Итак, пока есть один убитый солдат да еще лошадь неизвестного
происхождения. В караульном отряде у ворот, выходящих на север, где как
раз и случилось несчастье, все очень взбудоражены, и, хотя это не
предусмотрено уставом, именно там сейчас находится Тронк, удрученный
мыслями о грозящем ему наказании; ответственность за случившееся ложится
именно на него: кто, как не он, допустил отлучку Лаццари, кто, как не он,
должен был по возвращении заметить, что солдат не отозвался во время
поверки?
Вот случай майору Матти продемонстрировать знание дела и употребить
свою власть. По лицу его ничего не угадаешь, кажется даже, будто он
улыбается. Однако же майор прекрасно осведомлен о происшедшем и
приказывает дежурному по Редуту лейтенанту Ментане подобрать труп солдата.
Ментана - офицер неприметный, самый пожилой лейтенант в Крепости: не
имей он на пальце кольца с крупным алмазом и не играй хорошо в шахматы,
никто бы о нем и не вспоминал. Драгоценный камень на его безымянном пальце
действительно велик, и редко кому удается одержать над ним победу за
шахматной доской, но перед майором Матти он трепещет и, получив такой
простой приказ - послать людей за убитым, - совсем теряет голову.
На его счастье, майор Матти, заметив стоящего в уголке старшего
сержанта Тронка, подзывает его:
- Тронк, поскольку вам здесь делать нечего, возьмите выполнение этой
операции на себя!
Произносит он это таким естественным тоном, словно Тронк - обычный
унтер и личного касательства к происшедшему не имеет. Матти не привык
делать выговоры непосредственно провинившимся и бледнеет от злости,
подыскивая необходимые слова: ему по душе всякие обстоятельные
расследования с долгими допросами и протоколами, от которых самый
незначительный проступок разрастается до чудовищных масштабов и почти
всегда влечет за собой серьезное наказание.
Тронк не моргнув глазом отвечает:
- Слушаюсь, господин майор! - и спешит в ближайший к воротам дворик.
Вскоре небольшой отряд, запасшись фонарями, выходит из Крепости:
во главе выступает Тронк, за ним следуют четверо солдат с носилками, за
ними - на всякий случай - еще четверо вооруженных рядовых.

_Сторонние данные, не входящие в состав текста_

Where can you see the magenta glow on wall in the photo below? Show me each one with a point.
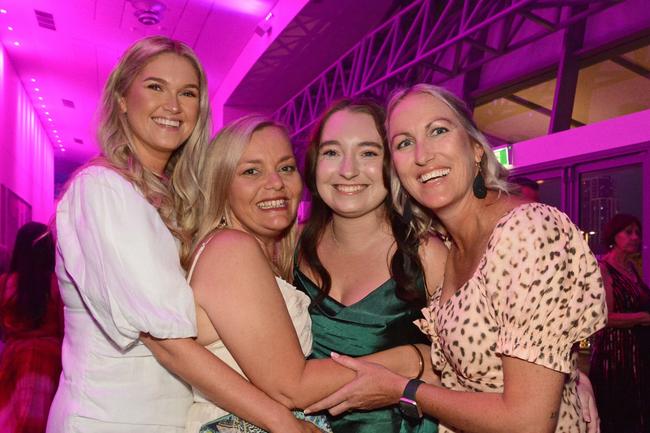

Замыкает шествие, кутаясь в линялый плащ и волоча саблю по камням, сам
майор Матти.
Лаццари они находят в том положении, в каком его настигла пуля:
лицом вниз, с вытянутыми вперед руками. Винтовка, висевшая у него через
плечо, застряла между двумя камнями и торчит прикладом вверх, являя собой
странное зрелище. Падая, солдат поранил себе руку, и, прежде чем его тело
успело остыть, из ранки вытекло немного крови, темнеющей сейчас на белом
камне. Таинственная лошадь исчезла.
Тронк склоняется над мертвым, чтобы взять его за плечи и перевернуть,
но тут же отдергивает руки, как бы вспомнив, что по уставу это не положено.
- Поднимите его, - тихо и зло приказывает он солдатам. - Но сначала
надо снять винтовку.
Один из солдат наклоняется, чтобы отстегнуть ремень, и ставит свой
фонарь на камни рядом с мертвым. Лаццари не успел даже закрыть глаза, и
свет фонаря отражается в узкой полоске белков между веками.
- Тронк! - слышится из темноты голос майора Матти.
- Да, господин майор! - отвечает Тронк, вытягиваясь в струнку.
Солдаты тоже замирают.
- Где это случилось? Где именно он сбежал? - спрашивает майор, медленно
цедя слова и делая вид, будто спросил просто так, из праздного
любопытства. - У источника? Там, где такие большие валуны?
- Так точно, господин майор, там, - отвечает Тронк, не пускаясь в
дальнейшие объяснения.
- И никто не заметил, как он сбежал?
- Никто, господин майор.
- Хм, у источника, значит. А что, там было темно?
- Так точно, господин майор, довольно темно.
Тронк еще несколько мгновений стоит навытяжку, потом, поскольку новых
вопросов от Матти не поступает, знаком велит солдатам продолжать свое
дело. Один из них пытается отстегнуть ремень винтовки, но пряжку заело и
ремень не поддается. Натягивая его, солдат чувствует тяжесть мертвого
тела, непомерную, свинцовую тяжесть.
Освободив винтовку, двое солдат осторожно переворачивают убитого на
спину. Теперь освещено все его лицо. Губы у Лаццари сомкнуты.
Полуприкрытые, остановившиеся и не реагирующие на свет глаза говорят о
том, что человек мертв.
- В лоб? - слышится голос майора Матти, сразу заметившего маленькую
вмятину у переносицы.
- Простите, господин майор? - Тронк не понял вопроса.
- Я говорю: пуля попала в лоб? - раздраженно повторяет Матти.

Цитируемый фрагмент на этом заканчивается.